“Vous travaillez dans la mode, monsieur” ? me demande-t-elle avec sa pointe d’accent japonais, en ramassant mon plateau de petit-déjeuner, immuable petit-déjeuner, le même à chaque trajet Paris-Osaka. Elle trouve mon écharpe parfaitement assortie à mon pull ; il faut dire que j’ai remis cette paire de lunettes du même coloris. J’ai fini mon thé, zappe d’un disque à l’autre sur la sélection d’Air France, cherchant à combler quelques lacunes et j’en suis à Camelia Jordana, plus tard ce sera des noms déjà oubliés puis le plancher des vaches. Sommeil. Nemui desu. Peu dormi. Les pas d’un enfant et son rire ont terminé ma courte nuit; maman a pourtant dit “chut !”. Ensuite les idées ont défilé, tout et n’importe quoi, peu importe, du moment que ça vous empêche de dormir.

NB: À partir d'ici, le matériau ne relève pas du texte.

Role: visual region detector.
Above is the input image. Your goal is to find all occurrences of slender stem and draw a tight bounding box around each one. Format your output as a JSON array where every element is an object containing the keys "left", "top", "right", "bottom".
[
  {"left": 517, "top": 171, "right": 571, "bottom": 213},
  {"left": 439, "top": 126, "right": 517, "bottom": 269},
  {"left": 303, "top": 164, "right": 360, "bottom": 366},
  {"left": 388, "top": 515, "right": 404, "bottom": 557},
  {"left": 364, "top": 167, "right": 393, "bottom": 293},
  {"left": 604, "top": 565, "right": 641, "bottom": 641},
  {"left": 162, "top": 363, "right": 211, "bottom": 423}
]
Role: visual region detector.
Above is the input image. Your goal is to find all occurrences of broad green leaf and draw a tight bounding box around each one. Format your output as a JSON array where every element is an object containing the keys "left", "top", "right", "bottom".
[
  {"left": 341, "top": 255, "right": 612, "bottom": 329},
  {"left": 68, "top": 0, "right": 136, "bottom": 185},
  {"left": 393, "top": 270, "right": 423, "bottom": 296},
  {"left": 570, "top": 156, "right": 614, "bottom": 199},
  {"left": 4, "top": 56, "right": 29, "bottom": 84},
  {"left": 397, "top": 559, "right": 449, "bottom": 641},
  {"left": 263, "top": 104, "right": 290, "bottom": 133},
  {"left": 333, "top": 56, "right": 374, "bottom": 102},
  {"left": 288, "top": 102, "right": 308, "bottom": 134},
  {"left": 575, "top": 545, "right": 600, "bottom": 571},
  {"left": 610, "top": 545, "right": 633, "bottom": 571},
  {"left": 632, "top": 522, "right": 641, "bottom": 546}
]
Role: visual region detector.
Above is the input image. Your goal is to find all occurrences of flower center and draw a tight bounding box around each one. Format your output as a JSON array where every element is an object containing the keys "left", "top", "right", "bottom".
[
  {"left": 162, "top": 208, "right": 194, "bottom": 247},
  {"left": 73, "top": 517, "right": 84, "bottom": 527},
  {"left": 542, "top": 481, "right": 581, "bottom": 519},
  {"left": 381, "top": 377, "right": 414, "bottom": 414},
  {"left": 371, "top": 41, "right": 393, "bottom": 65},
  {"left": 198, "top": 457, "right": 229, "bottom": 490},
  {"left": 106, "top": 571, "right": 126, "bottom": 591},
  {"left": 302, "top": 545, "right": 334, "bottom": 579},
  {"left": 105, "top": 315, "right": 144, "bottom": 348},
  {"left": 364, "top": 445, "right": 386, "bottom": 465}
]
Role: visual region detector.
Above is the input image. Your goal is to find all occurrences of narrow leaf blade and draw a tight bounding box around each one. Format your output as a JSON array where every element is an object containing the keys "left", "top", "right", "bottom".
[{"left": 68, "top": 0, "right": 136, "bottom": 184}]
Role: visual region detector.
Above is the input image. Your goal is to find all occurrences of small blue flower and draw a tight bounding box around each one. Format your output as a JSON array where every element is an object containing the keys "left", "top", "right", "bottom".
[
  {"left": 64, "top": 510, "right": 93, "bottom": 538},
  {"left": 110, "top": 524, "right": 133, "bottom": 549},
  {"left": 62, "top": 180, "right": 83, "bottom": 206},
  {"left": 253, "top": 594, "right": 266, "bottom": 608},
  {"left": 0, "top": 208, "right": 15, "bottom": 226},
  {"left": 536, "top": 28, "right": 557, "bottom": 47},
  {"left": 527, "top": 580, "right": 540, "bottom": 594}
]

Arrivé à l’aéroport, une équipe de télévision, qui m’avait déjà interviewé en mai 2014 je crois – j’avais alors pataugé dans un anglais mal réveillé – me pose la question qui fait le titre de leur émission : “Why did you come to Japan ?“, et comme je suis en mode auto-promo, on en vient à regarder mes photographies sur le petit écran du petit présentateur. Les voici alors avec l’idée de me suivre, donc de venir à Kyoto, pourquoi pas, ils m’appelleront, et en attendant me voici refaisant une prise, les laissant me suivre en sortant de l’aéroport, et les saluant en partant dans ce taxi collectif à 3300 yens dans lequel, malgré le sommeil, je ne m’endormirai pas.
Plus tard non plus, une fois la maison retrouvée, attendant de m’effondrer vers 19h. Je pars donc dans l’après-midi retrouver les bords de la rivière et les couleurs de l’automne, encore présentes, disséminées, diluées dans les branches vides.